Henry VIII is the most infamous and recognisable monarch in English history.
Henry VIII is famed for his six wives, of which he beheaded two.
But there is more to Henry VIII than executing wives and being a bit fat. These remarkable facts give an insight into some of his achievements, interests, and strange habits.
Henry tells all in this great video. If you don’t want to watch, then scroll down to read instead.
Henry VIII had a servant, called the groom of the stool.
One of his principal functions was to assist the king when Henry VIII attended the “close stool” – the toilet.
Yes, the groom of the stool had to wipe the royal bottom.
Strangely enough, this wasn’t a job, given to some menial servant. This was actually quite a high ranking member of the courts, that would be honoured to take this position.
Why? Was the pay good?
The groom of the stool would be in close daily contact with the king. Much confidence was placed in the groom of the stool by his master. It was believed that this contact and trust with the king would enable the groom of the stool to extract favours for himself, friends, or people who had bribed him to ask for something from Henry.
In his later years, Henry VIII used to suffer from chronic constipation. On the days he managed to “perform” on the toilet, Henry was always in a better mood and hence, more likely to grant favours to people at court. People would pay the groom of the stool to tell them when Henry had “performed” and would be more likely to be receptive to their requests.
Henry VIII was responsible for the upgrading of the English coastal defences.
In 1538, Henry made a personal inspection of some of the defences and decided that radical improvements were needed.
A lot of these defences were brand new, they were called device forts. They house artillery which would have been used against enemy shipping before they could land forces.

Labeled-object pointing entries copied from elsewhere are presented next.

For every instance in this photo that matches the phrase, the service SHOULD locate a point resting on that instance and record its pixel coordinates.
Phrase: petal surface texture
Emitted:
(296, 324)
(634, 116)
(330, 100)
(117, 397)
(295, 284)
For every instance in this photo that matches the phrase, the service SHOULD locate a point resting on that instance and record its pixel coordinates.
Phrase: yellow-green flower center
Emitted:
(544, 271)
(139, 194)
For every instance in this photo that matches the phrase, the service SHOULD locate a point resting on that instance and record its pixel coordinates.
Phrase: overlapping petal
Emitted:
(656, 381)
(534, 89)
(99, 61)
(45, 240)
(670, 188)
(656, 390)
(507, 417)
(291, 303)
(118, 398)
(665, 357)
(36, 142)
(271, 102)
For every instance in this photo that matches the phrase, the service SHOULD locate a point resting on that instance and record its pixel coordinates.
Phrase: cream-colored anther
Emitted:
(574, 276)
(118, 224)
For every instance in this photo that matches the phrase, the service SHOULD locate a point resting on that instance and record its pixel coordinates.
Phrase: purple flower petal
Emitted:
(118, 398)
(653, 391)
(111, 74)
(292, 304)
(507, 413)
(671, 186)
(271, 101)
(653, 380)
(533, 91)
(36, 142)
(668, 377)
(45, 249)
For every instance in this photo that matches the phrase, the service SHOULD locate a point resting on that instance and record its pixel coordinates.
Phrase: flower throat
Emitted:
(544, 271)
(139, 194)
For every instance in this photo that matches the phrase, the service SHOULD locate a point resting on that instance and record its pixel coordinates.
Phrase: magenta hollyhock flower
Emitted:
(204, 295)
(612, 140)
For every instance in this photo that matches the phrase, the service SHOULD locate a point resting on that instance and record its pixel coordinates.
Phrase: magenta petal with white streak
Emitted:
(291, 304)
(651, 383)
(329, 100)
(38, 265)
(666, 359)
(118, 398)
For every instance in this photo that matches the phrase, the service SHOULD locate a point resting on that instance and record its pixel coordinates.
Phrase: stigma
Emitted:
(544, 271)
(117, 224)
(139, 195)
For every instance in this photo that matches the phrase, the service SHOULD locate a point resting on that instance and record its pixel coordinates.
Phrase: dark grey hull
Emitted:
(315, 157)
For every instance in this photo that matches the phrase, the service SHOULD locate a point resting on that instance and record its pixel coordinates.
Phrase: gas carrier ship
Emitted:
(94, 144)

Also, Henry VIII was responsible for upgrading some of the existing castles and forts on the south coast.
So comprehensive and so well built were many of these defences that they were actually still in use, defending the country during the Second World War.
Henry VIII feared illness.
Some people might have gone as far as to call the king a hypochondriac, such was his obsession with getting ill.
When Prince Edward was born, Henry VIII instructed that his nursery walls be scrubbed down with soap and water daily. Henry VIII was obsessed with cleanliness before it became known that dirty conditions could cause health issues.
Henry would devise his own remedies for certain illnesses, often giving a friend a concoction to take. Did they work? We don’t know.
But there was one thing that Henry VIIIl lived in mortal fear of – the sweating sickness.
It had already claimed the life of his older brother, Arthur Tudor, he was going to be sure that it didn’t take him as well.
Henry was absent from London between 1517 and 1518 for almost a whole year while a particularly nasty outbreak occurred.
Instead of tending to his beloved, he simply ran away and prayed that she would get better.
She did. No thanks to Henry.
Henry VIII was an accomplished author.
His most famous work was almost 30,000 words long. It was a book that refuted the teachings of the German monk, Martin Luther.
It was entitled, “The defence of the seven sacraments.” It was written in Latin and was published as Assertio Septem Sacramentorum.
The book may have been written with the help of Henry’s friend, Thomas More. A man that he would later execute for opposing the break with Rome.
Such was “The defence of the seven sacraments,” impact that before his break from Rome, the Pope awarded the king the title “Defender of the Faith.”
This title the monarchs of Great Britain, still use to this day.
Henry VIII was a pretty suspicious type of character, and he lived in almost constant fear of being poisoned.
He would have somebody test all of his food and drink before he ate and drank a thing.
That way if he was poisoned, they’d die, and not him. Smart move, I guess, if you were a king.
To put poisoners off a little more, Henry VIII introduced a new execution method, only for those found guilty of poisoning. The poisoner would be boiled to death.
Richard Roose was a cook working for Bishop Fisher. He was accused of killing two members of the household by adding a strange white powder to porridge. He was boiled alive at Smithfield in April 1532.
He also composed his own pieces.
A songbook, known today as the Henry VIII songbook, was published around 1518 and contained many of his works, including Pastyme with Good Company (Pastime with Good Company.)
However, Greensleeves is the piece of music most closely associated with Henry’s name. But there is absolutely no evidence whatsoever to suggest that Henry VIII wrote it.
The final fact about Henry VIII is a favourite of youngsters.
At the Field of the Cloth of Gold summit in 1520, Henry VIII and the King of France had a wrestling match.
Much to Henry’s disgust, Francois won the fight.
The next day Henry decided to get his own back at archery. He challenged Francois to use his longbow, but it was too heavy for the King of France to draw!
The proceedings finished well; after all, there were fountains at the event provided free wine.